„Ich bin nicht gerne Kind gewesen“

NEUGIER Weltweit baut Günter Beltzig Spielplätze zum Träumen, zum Ausprobieren, zum Toben. Kinder sollen sich entfalten können – und nicht begrenzen müssen

■ Profil: Spielplatzdesigner, was für ein toller Beruf. Günter Beltzig gilt als der profilierteste unter ihnen. Er hat 400 Spielplätze entworfen, und war bei über 3.000 beratend tätig. In den USA, Italien, Deutschland, anderswo. Ein Star seiner Branche. Seine Auftraggeber waren mal große Firmen, mal, Kommunen, mal kleine soziale Einrichtungen.
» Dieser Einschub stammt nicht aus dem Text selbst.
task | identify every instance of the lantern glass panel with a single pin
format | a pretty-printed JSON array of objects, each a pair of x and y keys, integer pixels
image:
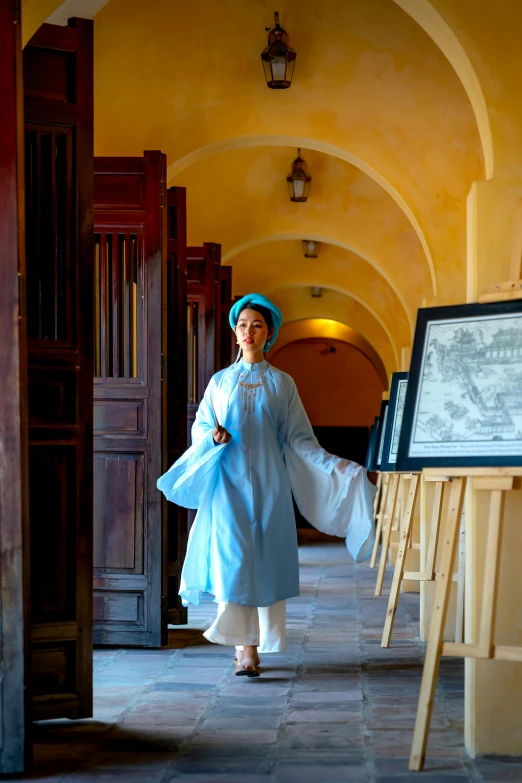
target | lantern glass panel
[
  {"x": 290, "y": 70},
  {"x": 267, "y": 65},
  {"x": 299, "y": 188},
  {"x": 278, "y": 69}
]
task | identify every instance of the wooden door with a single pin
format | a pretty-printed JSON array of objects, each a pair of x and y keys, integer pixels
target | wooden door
[
  {"x": 175, "y": 390},
  {"x": 130, "y": 559},
  {"x": 58, "y": 88},
  {"x": 225, "y": 303},
  {"x": 203, "y": 277},
  {"x": 14, "y": 712}
]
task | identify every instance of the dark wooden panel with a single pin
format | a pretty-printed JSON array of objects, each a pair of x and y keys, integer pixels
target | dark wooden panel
[
  {"x": 118, "y": 416},
  {"x": 15, "y": 743},
  {"x": 53, "y": 472},
  {"x": 224, "y": 305},
  {"x": 54, "y": 669},
  {"x": 119, "y": 608},
  {"x": 129, "y": 260},
  {"x": 118, "y": 510},
  {"x": 58, "y": 210},
  {"x": 203, "y": 278},
  {"x": 49, "y": 75},
  {"x": 119, "y": 191}
]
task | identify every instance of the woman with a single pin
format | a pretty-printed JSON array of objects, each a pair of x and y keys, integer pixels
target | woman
[{"x": 252, "y": 445}]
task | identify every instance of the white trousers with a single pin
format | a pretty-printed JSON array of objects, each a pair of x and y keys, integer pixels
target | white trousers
[{"x": 263, "y": 627}]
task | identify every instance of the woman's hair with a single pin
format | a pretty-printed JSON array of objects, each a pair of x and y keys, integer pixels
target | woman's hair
[{"x": 264, "y": 311}]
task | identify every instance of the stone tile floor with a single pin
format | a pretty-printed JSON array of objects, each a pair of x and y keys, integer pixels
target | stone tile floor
[{"x": 334, "y": 708}]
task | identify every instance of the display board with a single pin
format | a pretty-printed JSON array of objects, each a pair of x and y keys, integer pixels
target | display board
[
  {"x": 392, "y": 432},
  {"x": 464, "y": 398}
]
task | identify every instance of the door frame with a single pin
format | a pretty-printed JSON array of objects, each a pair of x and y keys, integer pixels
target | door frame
[{"x": 15, "y": 749}]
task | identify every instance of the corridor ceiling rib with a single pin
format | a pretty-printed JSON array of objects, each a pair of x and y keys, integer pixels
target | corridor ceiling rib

■ Der Profilierte: Günter Beltzig, 1941 geboren, erst Maschinenschlosserlehre, danach Industriedesignstudium. Er arbeitete bei Siemens, gründete dann seine eigene Firma, die Spielmöbel und ausgefallene Stühle entwickelte. Später wurde er Berater für Spielgerätehersteller. Von dort war es nur ein Katzensprung zum Spielplatzarchitekten.

INTERVIEW ALEM GRABOVAC

Ein Dorf in der Nähe von Ingolstadt. Auf den Wiesen und Äckern sieht man Kühe, Störche, Bussarde. Günter Beltzig wohnt in einem alten Bauernhaus mit niedrigen Decken, kleinen Fenstern am Rand des Dorfes. Der Fußboden, die Tische, die Regale – alles ist aus Holz. Hinter der Küche ist Wald. Günter Beltzig, 71 Jahre, schlichter Pullover, blaue Jeans, geht schwungvoll voran. Kleine Pfade, ein Teich, ein Baumhaus, eine Feuerstelle und ein paar Spielplatzgeräte. Beltzig blüht auf, seine Augen leuchten, wir sind in seinem Spiel-, in seinem Märchenwald. Dann geht es zurück in die Küche. Seine Frau Iri, mit der er seit 41 Jahren in diesem Haus lebt, hat Kaffee gekocht.

sonntaz: Herr Beltzig, hat Sie Ihre Arbeit jung gehalten?

Günter Beltzig: Wissen Sie, manche sagen, der Beltzig ist infantil und naiv. Sie meinen das als Beleidigung. Aber was bedeutet infantil? Es bedeutet kindlich. Und naiv meint aufgeschlossen, aufnahmefähig, natürlich. Wir Erwachsenen sollten mal darüber nachdenken, weshalb wir Begriffe für Kinder als Beleidigung für Erwachsene verwenden.

Was ist Spielen?

Zweckfreies, neugieriges Suchen und Entdecken der Welt und sich selbst. Zum Spielen braucht man Freiheit, Zeit und Raum. Vieles ist nicht Spiel, was wir Spiel nennen. Auf einer Schaukel schaukeln, auf einer Rutsche rutschen ist eine Tätigkeit, kein Spiel.

Sie haben den traditionellen Spielplatz mit Rutsche, Schaukel und Buddelkasten einmal als dumm bezeichnet.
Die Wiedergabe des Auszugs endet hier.